Hash Table: Should I increase the element count on collisions?


Right now my hash tables count the number of every element inserted into the hash table. I use this count, with the total hash table size, to calculate the load factor and when it reaches like 70%, I rehash it.

I was thinking that maybe I should only count the inserted elements with fills an empty slot instead of all of them. Cause the collision method I'm using is separate chaining. The factor load keeps increasing but if there can be a few collisions leaving lots of empty slots on the hash table.

You are probably thinking that if I have that many collisions, maybe I'm not using the best hashing method. But that's not the point, I'm using one of the know hashing algorithms out there, I tested 3 of them on my sample data and selected the one who produced less collisions.
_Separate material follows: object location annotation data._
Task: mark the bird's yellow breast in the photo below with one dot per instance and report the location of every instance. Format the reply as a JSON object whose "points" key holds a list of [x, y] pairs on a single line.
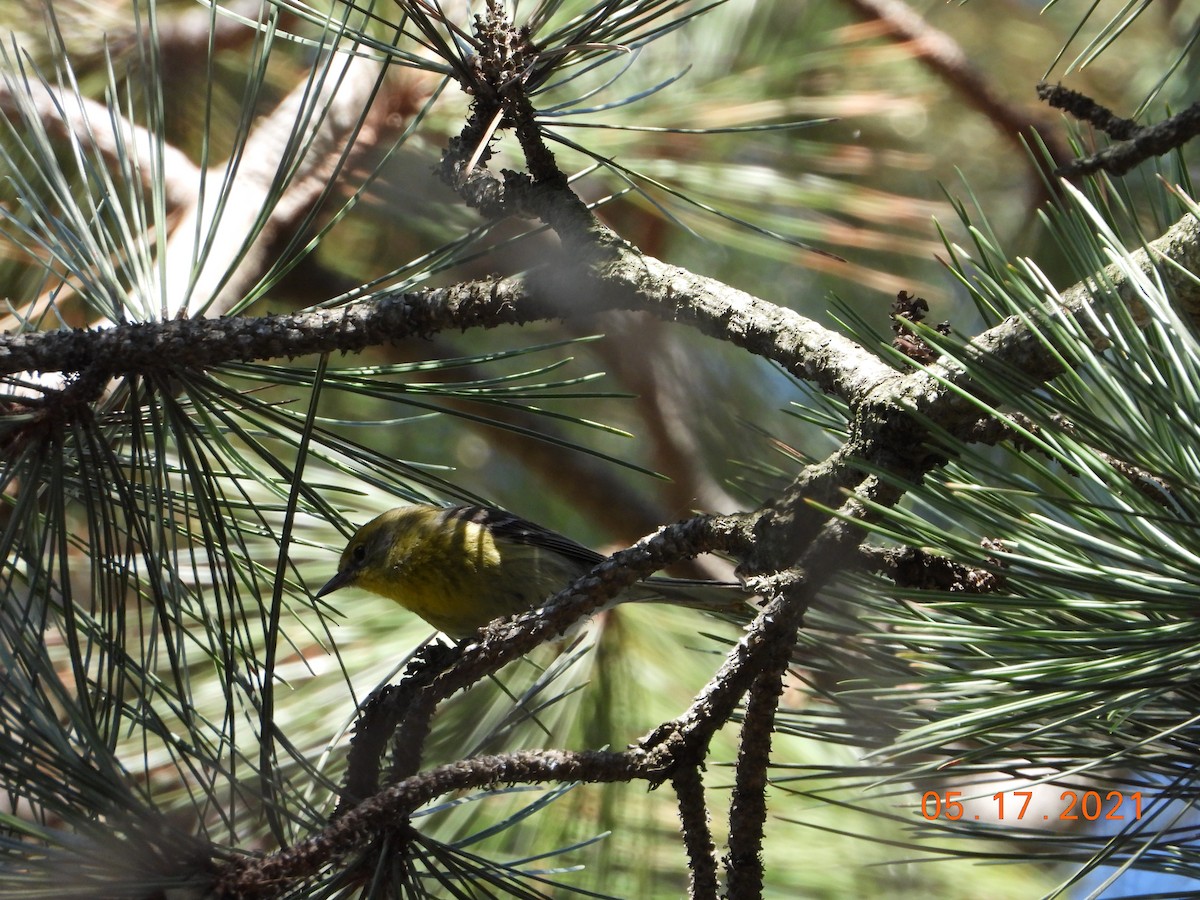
{"points": [[455, 599]]}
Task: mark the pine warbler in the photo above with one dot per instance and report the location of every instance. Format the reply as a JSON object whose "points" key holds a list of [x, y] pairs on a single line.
{"points": [[462, 567]]}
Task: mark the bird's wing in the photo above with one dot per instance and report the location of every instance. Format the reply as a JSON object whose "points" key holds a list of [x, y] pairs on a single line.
{"points": [[521, 531]]}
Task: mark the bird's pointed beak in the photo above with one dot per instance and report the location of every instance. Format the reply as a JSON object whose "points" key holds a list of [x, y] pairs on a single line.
{"points": [[339, 581]]}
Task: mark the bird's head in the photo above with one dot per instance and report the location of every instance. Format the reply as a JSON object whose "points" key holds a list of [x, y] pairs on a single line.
{"points": [[379, 546]]}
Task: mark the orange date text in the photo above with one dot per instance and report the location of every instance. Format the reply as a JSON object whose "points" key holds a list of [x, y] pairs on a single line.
{"points": [[1014, 805]]}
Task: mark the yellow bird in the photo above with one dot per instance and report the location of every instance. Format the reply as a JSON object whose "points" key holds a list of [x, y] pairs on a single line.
{"points": [[461, 567]]}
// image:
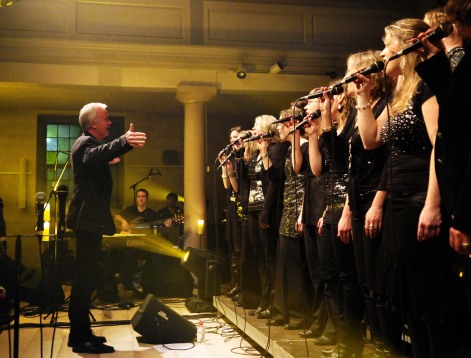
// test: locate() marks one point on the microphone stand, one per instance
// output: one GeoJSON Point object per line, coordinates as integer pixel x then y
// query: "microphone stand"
{"type": "Point", "coordinates": [151, 173]}
{"type": "Point", "coordinates": [55, 236]}
{"type": "Point", "coordinates": [16, 315]}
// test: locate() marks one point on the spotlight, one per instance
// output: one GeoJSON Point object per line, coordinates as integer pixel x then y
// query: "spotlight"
{"type": "Point", "coordinates": [6, 2]}
{"type": "Point", "coordinates": [241, 73]}
{"type": "Point", "coordinates": [276, 68]}
{"type": "Point", "coordinates": [332, 74]}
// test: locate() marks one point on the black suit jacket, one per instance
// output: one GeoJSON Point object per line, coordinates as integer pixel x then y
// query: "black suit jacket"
{"type": "Point", "coordinates": [453, 143]}
{"type": "Point", "coordinates": [89, 209]}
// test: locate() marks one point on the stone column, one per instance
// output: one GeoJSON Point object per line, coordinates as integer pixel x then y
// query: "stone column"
{"type": "Point", "coordinates": [194, 98]}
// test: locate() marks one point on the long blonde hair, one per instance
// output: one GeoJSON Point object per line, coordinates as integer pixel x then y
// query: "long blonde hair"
{"type": "Point", "coordinates": [264, 122]}
{"type": "Point", "coordinates": [360, 60]}
{"type": "Point", "coordinates": [400, 33]}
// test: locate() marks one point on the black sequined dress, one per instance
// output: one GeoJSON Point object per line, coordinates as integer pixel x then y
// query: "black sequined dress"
{"type": "Point", "coordinates": [415, 276]}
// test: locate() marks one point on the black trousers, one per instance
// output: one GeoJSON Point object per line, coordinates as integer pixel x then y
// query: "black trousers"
{"type": "Point", "coordinates": [88, 255]}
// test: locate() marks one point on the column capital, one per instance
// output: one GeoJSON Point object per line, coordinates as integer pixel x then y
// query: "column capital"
{"type": "Point", "coordinates": [196, 92]}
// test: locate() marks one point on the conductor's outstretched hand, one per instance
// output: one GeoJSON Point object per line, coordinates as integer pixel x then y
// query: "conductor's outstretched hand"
{"type": "Point", "coordinates": [135, 139]}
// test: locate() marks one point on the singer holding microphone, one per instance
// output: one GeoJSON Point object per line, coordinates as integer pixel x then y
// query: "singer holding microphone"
{"type": "Point", "coordinates": [450, 80]}
{"type": "Point", "coordinates": [415, 263]}
{"type": "Point", "coordinates": [90, 216]}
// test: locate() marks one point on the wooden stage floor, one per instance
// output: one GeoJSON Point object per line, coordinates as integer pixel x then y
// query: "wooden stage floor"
{"type": "Point", "coordinates": [277, 341]}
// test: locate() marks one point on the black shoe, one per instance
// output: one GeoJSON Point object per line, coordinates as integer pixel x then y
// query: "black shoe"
{"type": "Point", "coordinates": [92, 347]}
{"type": "Point", "coordinates": [325, 341]}
{"type": "Point", "coordinates": [308, 333]}
{"type": "Point", "coordinates": [291, 327]}
{"type": "Point", "coordinates": [233, 292]}
{"type": "Point", "coordinates": [264, 314]}
{"type": "Point", "coordinates": [73, 340]}
{"type": "Point", "coordinates": [274, 322]}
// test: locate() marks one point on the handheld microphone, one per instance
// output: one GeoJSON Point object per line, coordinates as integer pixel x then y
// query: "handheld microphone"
{"type": "Point", "coordinates": [334, 90]}
{"type": "Point", "coordinates": [295, 117]}
{"type": "Point", "coordinates": [316, 114]}
{"type": "Point", "coordinates": [231, 154]}
{"type": "Point", "coordinates": [443, 30]}
{"type": "Point", "coordinates": [244, 135]}
{"type": "Point", "coordinates": [40, 203]}
{"type": "Point", "coordinates": [266, 135]}
{"type": "Point", "coordinates": [62, 192]}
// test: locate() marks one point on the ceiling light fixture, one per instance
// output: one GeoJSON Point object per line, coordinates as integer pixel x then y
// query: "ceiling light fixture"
{"type": "Point", "coordinates": [241, 73]}
{"type": "Point", "coordinates": [276, 68]}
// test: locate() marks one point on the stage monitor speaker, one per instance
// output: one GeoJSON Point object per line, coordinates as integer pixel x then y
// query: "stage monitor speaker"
{"type": "Point", "coordinates": [159, 324]}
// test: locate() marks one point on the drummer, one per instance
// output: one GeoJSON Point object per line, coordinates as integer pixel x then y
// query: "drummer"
{"type": "Point", "coordinates": [138, 213]}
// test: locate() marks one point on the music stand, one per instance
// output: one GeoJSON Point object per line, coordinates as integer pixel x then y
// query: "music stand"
{"type": "Point", "coordinates": [151, 173]}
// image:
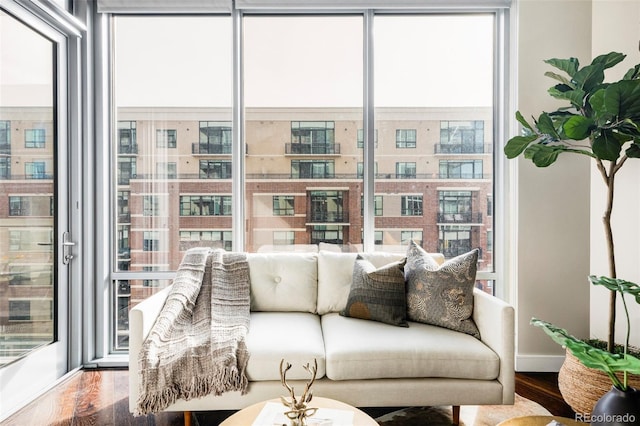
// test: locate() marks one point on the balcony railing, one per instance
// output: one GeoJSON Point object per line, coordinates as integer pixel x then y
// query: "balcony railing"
{"type": "Point", "coordinates": [459, 217]}
{"type": "Point", "coordinates": [459, 148]}
{"type": "Point", "coordinates": [312, 149]}
{"type": "Point", "coordinates": [328, 217]}
{"type": "Point", "coordinates": [210, 148]}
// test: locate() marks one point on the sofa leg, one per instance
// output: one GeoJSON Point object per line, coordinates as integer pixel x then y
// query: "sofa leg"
{"type": "Point", "coordinates": [455, 418]}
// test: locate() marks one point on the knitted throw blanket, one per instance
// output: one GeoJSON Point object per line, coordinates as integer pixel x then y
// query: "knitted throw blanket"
{"type": "Point", "coordinates": [197, 345]}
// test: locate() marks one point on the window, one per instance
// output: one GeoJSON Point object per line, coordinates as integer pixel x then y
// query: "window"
{"type": "Point", "coordinates": [283, 238]}
{"type": "Point", "coordinates": [151, 241]}
{"type": "Point", "coordinates": [312, 169]}
{"type": "Point", "coordinates": [465, 169]}
{"type": "Point", "coordinates": [35, 170]}
{"type": "Point", "coordinates": [34, 205]}
{"type": "Point", "coordinates": [360, 141]}
{"type": "Point", "coordinates": [205, 205]}
{"type": "Point", "coordinates": [213, 169]}
{"type": "Point", "coordinates": [151, 205]}
{"type": "Point", "coordinates": [411, 205]}
{"type": "Point", "coordinates": [34, 138]}
{"type": "Point", "coordinates": [283, 205]}
{"type": "Point", "coordinates": [166, 138]}
{"type": "Point", "coordinates": [127, 137]}
{"type": "Point", "coordinates": [405, 170]}
{"type": "Point", "coordinates": [167, 170]}
{"type": "Point", "coordinates": [461, 137]}
{"type": "Point", "coordinates": [405, 138]}
{"type": "Point", "coordinates": [215, 138]}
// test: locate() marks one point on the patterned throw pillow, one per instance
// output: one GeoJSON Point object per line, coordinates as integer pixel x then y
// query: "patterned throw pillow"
{"type": "Point", "coordinates": [377, 294]}
{"type": "Point", "coordinates": [441, 295]}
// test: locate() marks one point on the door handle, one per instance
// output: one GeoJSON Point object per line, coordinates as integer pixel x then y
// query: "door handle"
{"type": "Point", "coordinates": [66, 248]}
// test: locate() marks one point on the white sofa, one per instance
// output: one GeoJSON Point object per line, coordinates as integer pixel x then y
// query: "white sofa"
{"type": "Point", "coordinates": [295, 303]}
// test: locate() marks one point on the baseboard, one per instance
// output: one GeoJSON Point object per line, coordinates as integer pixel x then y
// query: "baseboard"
{"type": "Point", "coordinates": [539, 363]}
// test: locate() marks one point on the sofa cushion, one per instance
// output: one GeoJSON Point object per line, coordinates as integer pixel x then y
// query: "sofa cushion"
{"type": "Point", "coordinates": [377, 294]}
{"type": "Point", "coordinates": [283, 281]}
{"type": "Point", "coordinates": [335, 274]}
{"type": "Point", "coordinates": [294, 336]}
{"type": "Point", "coordinates": [360, 349]}
{"type": "Point", "coordinates": [441, 295]}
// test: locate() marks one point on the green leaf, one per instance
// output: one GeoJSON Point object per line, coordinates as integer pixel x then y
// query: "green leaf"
{"type": "Point", "coordinates": [562, 79]}
{"type": "Point", "coordinates": [578, 127]}
{"type": "Point", "coordinates": [576, 97]}
{"type": "Point", "coordinates": [606, 146]}
{"type": "Point", "coordinates": [618, 285]}
{"type": "Point", "coordinates": [570, 66]}
{"type": "Point", "coordinates": [546, 127]}
{"type": "Point", "coordinates": [609, 60]}
{"type": "Point", "coordinates": [524, 122]}
{"type": "Point", "coordinates": [516, 145]}
{"type": "Point", "coordinates": [543, 155]}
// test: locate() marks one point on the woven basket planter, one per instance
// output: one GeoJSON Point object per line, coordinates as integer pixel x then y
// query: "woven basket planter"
{"type": "Point", "coordinates": [581, 387]}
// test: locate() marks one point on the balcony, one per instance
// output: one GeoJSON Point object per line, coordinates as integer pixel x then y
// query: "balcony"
{"type": "Point", "coordinates": [459, 218]}
{"type": "Point", "coordinates": [210, 148]}
{"type": "Point", "coordinates": [328, 217]}
{"type": "Point", "coordinates": [312, 149]}
{"type": "Point", "coordinates": [462, 148]}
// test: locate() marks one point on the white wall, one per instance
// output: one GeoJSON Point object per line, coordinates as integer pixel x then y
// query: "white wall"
{"type": "Point", "coordinates": [553, 203]}
{"type": "Point", "coordinates": [624, 16]}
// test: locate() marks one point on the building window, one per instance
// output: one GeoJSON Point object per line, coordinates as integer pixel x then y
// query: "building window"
{"type": "Point", "coordinates": [166, 138]}
{"type": "Point", "coordinates": [377, 205]}
{"type": "Point", "coordinates": [208, 238]}
{"type": "Point", "coordinates": [283, 205]}
{"type": "Point", "coordinates": [312, 169]}
{"type": "Point", "coordinates": [35, 170]}
{"type": "Point", "coordinates": [464, 169]}
{"type": "Point", "coordinates": [215, 138]}
{"type": "Point", "coordinates": [215, 169]}
{"type": "Point", "coordinates": [150, 205]}
{"type": "Point", "coordinates": [281, 238]}
{"type": "Point", "coordinates": [34, 138]}
{"type": "Point", "coordinates": [167, 170]}
{"type": "Point", "coordinates": [205, 205]}
{"type": "Point", "coordinates": [126, 170]}
{"type": "Point", "coordinates": [405, 170]}
{"type": "Point", "coordinates": [454, 240]}
{"type": "Point", "coordinates": [5, 168]}
{"type": "Point", "coordinates": [407, 236]}
{"type": "Point", "coordinates": [411, 205]}
{"type": "Point", "coordinates": [127, 137]}
{"type": "Point", "coordinates": [361, 138]}
{"type": "Point", "coordinates": [405, 138]}
{"type": "Point", "coordinates": [36, 205]}
{"type": "Point", "coordinates": [151, 241]}
{"type": "Point", "coordinates": [461, 137]}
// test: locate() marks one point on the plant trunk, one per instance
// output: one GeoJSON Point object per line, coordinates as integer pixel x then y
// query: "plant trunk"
{"type": "Point", "coordinates": [609, 181]}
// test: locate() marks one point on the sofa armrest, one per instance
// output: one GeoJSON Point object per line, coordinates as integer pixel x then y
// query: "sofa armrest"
{"type": "Point", "coordinates": [141, 319]}
{"type": "Point", "coordinates": [496, 321]}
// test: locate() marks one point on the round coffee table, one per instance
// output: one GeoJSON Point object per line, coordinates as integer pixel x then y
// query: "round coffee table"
{"type": "Point", "coordinates": [539, 421]}
{"type": "Point", "coordinates": [247, 416]}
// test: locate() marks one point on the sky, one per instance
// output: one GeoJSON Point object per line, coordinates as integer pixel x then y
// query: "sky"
{"type": "Point", "coordinates": [304, 61]}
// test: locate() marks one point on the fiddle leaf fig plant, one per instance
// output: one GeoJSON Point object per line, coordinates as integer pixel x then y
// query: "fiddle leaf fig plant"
{"type": "Point", "coordinates": [600, 120]}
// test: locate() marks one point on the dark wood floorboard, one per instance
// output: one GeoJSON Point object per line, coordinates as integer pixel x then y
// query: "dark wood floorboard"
{"type": "Point", "coordinates": [100, 397]}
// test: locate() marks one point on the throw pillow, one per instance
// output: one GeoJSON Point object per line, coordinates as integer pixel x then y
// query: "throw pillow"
{"type": "Point", "coordinates": [377, 294]}
{"type": "Point", "coordinates": [441, 295]}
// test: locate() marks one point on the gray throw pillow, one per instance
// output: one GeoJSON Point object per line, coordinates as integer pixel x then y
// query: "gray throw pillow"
{"type": "Point", "coordinates": [441, 295]}
{"type": "Point", "coordinates": [377, 294]}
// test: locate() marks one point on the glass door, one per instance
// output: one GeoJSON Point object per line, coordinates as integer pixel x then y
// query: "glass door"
{"type": "Point", "coordinates": [35, 246]}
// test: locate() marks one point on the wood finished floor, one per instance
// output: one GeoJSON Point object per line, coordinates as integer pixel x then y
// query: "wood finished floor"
{"type": "Point", "coordinates": [100, 397]}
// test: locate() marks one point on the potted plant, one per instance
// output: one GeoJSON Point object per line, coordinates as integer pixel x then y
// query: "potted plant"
{"type": "Point", "coordinates": [602, 122]}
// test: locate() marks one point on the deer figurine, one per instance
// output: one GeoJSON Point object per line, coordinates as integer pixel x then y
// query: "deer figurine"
{"type": "Point", "coordinates": [298, 411]}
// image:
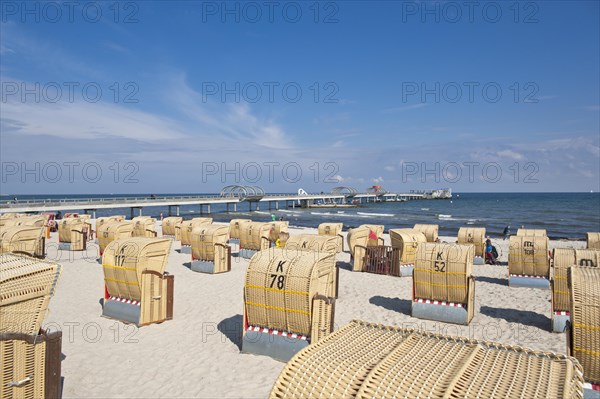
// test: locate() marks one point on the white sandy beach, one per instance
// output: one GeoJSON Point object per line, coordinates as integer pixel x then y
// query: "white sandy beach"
{"type": "Point", "coordinates": [197, 353]}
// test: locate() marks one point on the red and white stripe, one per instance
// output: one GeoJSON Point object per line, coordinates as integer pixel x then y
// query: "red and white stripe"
{"type": "Point", "coordinates": [123, 300]}
{"type": "Point", "coordinates": [442, 303]}
{"type": "Point", "coordinates": [276, 332]}
{"type": "Point", "coordinates": [527, 276]}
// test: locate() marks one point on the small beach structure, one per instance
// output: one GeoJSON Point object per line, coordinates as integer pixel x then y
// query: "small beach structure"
{"type": "Point", "coordinates": [430, 231]}
{"type": "Point", "coordinates": [333, 229]}
{"type": "Point", "coordinates": [170, 224]}
{"type": "Point", "coordinates": [474, 236]}
{"type": "Point", "coordinates": [73, 234]}
{"type": "Point", "coordinates": [187, 226]}
{"type": "Point", "coordinates": [406, 242]}
{"type": "Point", "coordinates": [113, 230]}
{"type": "Point", "coordinates": [210, 252]}
{"type": "Point", "coordinates": [23, 240]}
{"type": "Point", "coordinates": [359, 239]}
{"type": "Point", "coordinates": [593, 240]}
{"type": "Point", "coordinates": [528, 262]}
{"type": "Point", "coordinates": [286, 306]}
{"type": "Point", "coordinates": [254, 237]}
{"type": "Point", "coordinates": [144, 226]}
{"type": "Point", "coordinates": [583, 337]}
{"type": "Point", "coordinates": [562, 259]}
{"type": "Point", "coordinates": [138, 290]}
{"type": "Point", "coordinates": [367, 360]}
{"type": "Point", "coordinates": [443, 284]}
{"type": "Point", "coordinates": [30, 356]}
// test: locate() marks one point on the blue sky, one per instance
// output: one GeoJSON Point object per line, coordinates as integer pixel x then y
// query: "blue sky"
{"type": "Point", "coordinates": [480, 96]}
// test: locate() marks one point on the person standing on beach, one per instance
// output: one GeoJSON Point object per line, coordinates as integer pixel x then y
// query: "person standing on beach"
{"type": "Point", "coordinates": [506, 232]}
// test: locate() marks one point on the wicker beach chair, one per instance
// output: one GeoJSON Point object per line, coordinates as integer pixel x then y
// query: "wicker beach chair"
{"type": "Point", "coordinates": [255, 236]}
{"type": "Point", "coordinates": [407, 242]}
{"type": "Point", "coordinates": [365, 360]}
{"type": "Point", "coordinates": [73, 234]}
{"type": "Point", "coordinates": [359, 239]}
{"type": "Point", "coordinates": [333, 229]}
{"type": "Point", "coordinates": [317, 243]}
{"type": "Point", "coordinates": [210, 252]}
{"type": "Point", "coordinates": [285, 302]}
{"type": "Point", "coordinates": [170, 224]}
{"type": "Point", "coordinates": [430, 231]}
{"type": "Point", "coordinates": [144, 226]}
{"type": "Point", "coordinates": [528, 261]}
{"type": "Point", "coordinates": [138, 290]}
{"type": "Point", "coordinates": [583, 338]}
{"type": "Point", "coordinates": [562, 259]}
{"type": "Point", "coordinates": [113, 230]}
{"type": "Point", "coordinates": [473, 236]}
{"type": "Point", "coordinates": [593, 240]}
{"type": "Point", "coordinates": [443, 283]}
{"type": "Point", "coordinates": [23, 239]}
{"type": "Point", "coordinates": [186, 232]}
{"type": "Point", "coordinates": [531, 233]}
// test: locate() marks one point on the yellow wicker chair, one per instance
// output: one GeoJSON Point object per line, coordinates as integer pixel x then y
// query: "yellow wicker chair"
{"type": "Point", "coordinates": [286, 306]}
{"type": "Point", "coordinates": [138, 290]}
{"type": "Point", "coordinates": [364, 360]}
{"type": "Point", "coordinates": [528, 261]}
{"type": "Point", "coordinates": [210, 252]}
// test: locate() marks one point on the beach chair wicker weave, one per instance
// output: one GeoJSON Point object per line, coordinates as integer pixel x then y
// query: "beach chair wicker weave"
{"type": "Point", "coordinates": [333, 229]}
{"type": "Point", "coordinates": [473, 236]}
{"type": "Point", "coordinates": [593, 240]}
{"type": "Point", "coordinates": [210, 252]}
{"type": "Point", "coordinates": [113, 230]}
{"type": "Point", "coordinates": [583, 339]}
{"type": "Point", "coordinates": [430, 231]}
{"type": "Point", "coordinates": [26, 286]}
{"type": "Point", "coordinates": [364, 360]}
{"type": "Point", "coordinates": [139, 290]}
{"type": "Point", "coordinates": [170, 224]}
{"type": "Point", "coordinates": [23, 239]}
{"type": "Point", "coordinates": [286, 291]}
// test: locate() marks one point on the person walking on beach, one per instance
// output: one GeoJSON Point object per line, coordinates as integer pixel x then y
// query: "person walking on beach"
{"type": "Point", "coordinates": [506, 232]}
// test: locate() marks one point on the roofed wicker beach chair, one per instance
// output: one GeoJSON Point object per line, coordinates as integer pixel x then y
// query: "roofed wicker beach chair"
{"type": "Point", "coordinates": [321, 244]}
{"type": "Point", "coordinates": [562, 259]}
{"type": "Point", "coordinates": [210, 252]}
{"type": "Point", "coordinates": [286, 306]}
{"type": "Point", "coordinates": [443, 283]}
{"type": "Point", "coordinates": [138, 290]}
{"type": "Point", "coordinates": [474, 236]}
{"type": "Point", "coordinates": [365, 360]}
{"type": "Point", "coordinates": [333, 229]}
{"type": "Point", "coordinates": [186, 232]}
{"type": "Point", "coordinates": [528, 261]}
{"type": "Point", "coordinates": [170, 224]}
{"type": "Point", "coordinates": [593, 240]}
{"type": "Point", "coordinates": [113, 230]}
{"type": "Point", "coordinates": [144, 226]}
{"type": "Point", "coordinates": [30, 356]}
{"type": "Point", "coordinates": [532, 232]}
{"type": "Point", "coordinates": [406, 241]}
{"type": "Point", "coordinates": [430, 231]}
{"type": "Point", "coordinates": [73, 234]}
{"type": "Point", "coordinates": [366, 235]}
{"type": "Point", "coordinates": [583, 336]}
{"type": "Point", "coordinates": [23, 240]}
{"type": "Point", "coordinates": [255, 236]}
My question still remains. Should I keep counting every element inserted, or just the ones that fill an empty slot in the Hash Table?


Solution

  • Rehashing is intended to reduce the likelihood of collisions, so systematically ignoring collisions to decide when to rehash seems self-defeating.

    Best might be if you kept with each entry the original full hash value (a collision of course is instead determined by the hash modulo your current size) and counted only the collisions that are due to the modulo operation -- implicitly acknowledging that if a collision is due to identical full hash values for different items, there's nothing rehashing can do to help (unless by "rehashing" you also imply switching to a different hash function, but it doesn't look like that's what you mean here;-).

    Keeping the full hash values also means cheaper rehashing since you don't need to run the hash function again (how relevant is that depends on how costly your hash function is to compute, of course).